劇想からまわりえっちゃん『青春爆貫WILD NAME』

2009-02-09 22:09:53 | 演劇
 フライヤーを見た時、この人たちはほんとにバカだなぁ、と思った。こういうセンスってなかなか出来ない。自分を棄ててる。捨て身だ。こんなフライヤ-を作るし、劇団名はこれだし、きっと凄まじくつまらないか、すばらしいか、そのどちらかしかないだろう、と思った。見なくてはならない、と勝手に使命感に燃えて劇場へ。

 予想を上回るバカだった。呆れるしかない。よくぞこんな芝居をでっち上げたものだ。凄すぎる。やはり人間棄ててた。
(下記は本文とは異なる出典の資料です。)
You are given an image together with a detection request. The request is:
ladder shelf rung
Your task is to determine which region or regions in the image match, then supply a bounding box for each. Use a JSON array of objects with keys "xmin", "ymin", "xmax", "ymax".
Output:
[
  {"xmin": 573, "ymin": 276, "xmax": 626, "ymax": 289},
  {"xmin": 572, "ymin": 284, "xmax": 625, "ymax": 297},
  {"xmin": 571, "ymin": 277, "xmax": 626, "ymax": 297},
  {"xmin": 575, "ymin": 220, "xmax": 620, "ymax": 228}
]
 舞台上に10数人の男女が出てきてくだらないことを繰り広げる。老人の恋物語というのがストーリーの根幹にはあるにはあるのだが、そんなものどうでもいい。というか、お話なんか見て、そのすぐ後には忘れてる。それくらいにどうでもいい話なのだ。みんなが歌って踊ってはじけてる。それがとてもお粗末すぎてなんともいえない気分になる。めっちゃルーズな宴会芸ですらないようなレベル。なのになんだか見てると楽しい。演じている人たちの必死さが伝わる。こんなバカをこんなにも一生懸命してるという感動。

 老人が所属するバドミントンチームの試合が芝居のクライマックス。この老人がチームのエースなのだ。スポーツものって青春ものの定番だ。だが、なんでバドミントンなんてマイナースポーツなのか。しかも、じじいが主人公で、彼は好きな女の子がコーチと恋仲になってしまい傷心の旅に出る。そのためチームは憎たらしいライバルに負けそうになる。もちろんそこに彼が駆けつけて、敵のキャプテンと対決だ!もうほとんど加山雄三の若大将シリーズである。

 おもいつきのようないいかげんな話を勢いだけで見せる。とても元気がいい。老人と孫との断絶、なんていうサイドストーリーも用意されている。けっこうスピード感があって、どんどん話は進んでいくからあまり考えている余裕はないが、これどうなんよ、と考えたらこのいいかげんな芝居はつまずく。理屈ではないのだ。これはただノリだけである。フライヤーのアホ丸出しがさらにパワーアップしたような芝居だ。最初から最後まで全力投球だ。見ていて暑苦しく、疲れる。だがこれは心地よい疲れだ。

 85分と短めの上演時間もいい。ラストでダラダラしないのもいい。ものすごく思いっきりのいい終わりかたをする。スパーンと断ち切るように終わる。勢いだけの体力勝負のような芝居だ。若いというのは素晴らしい。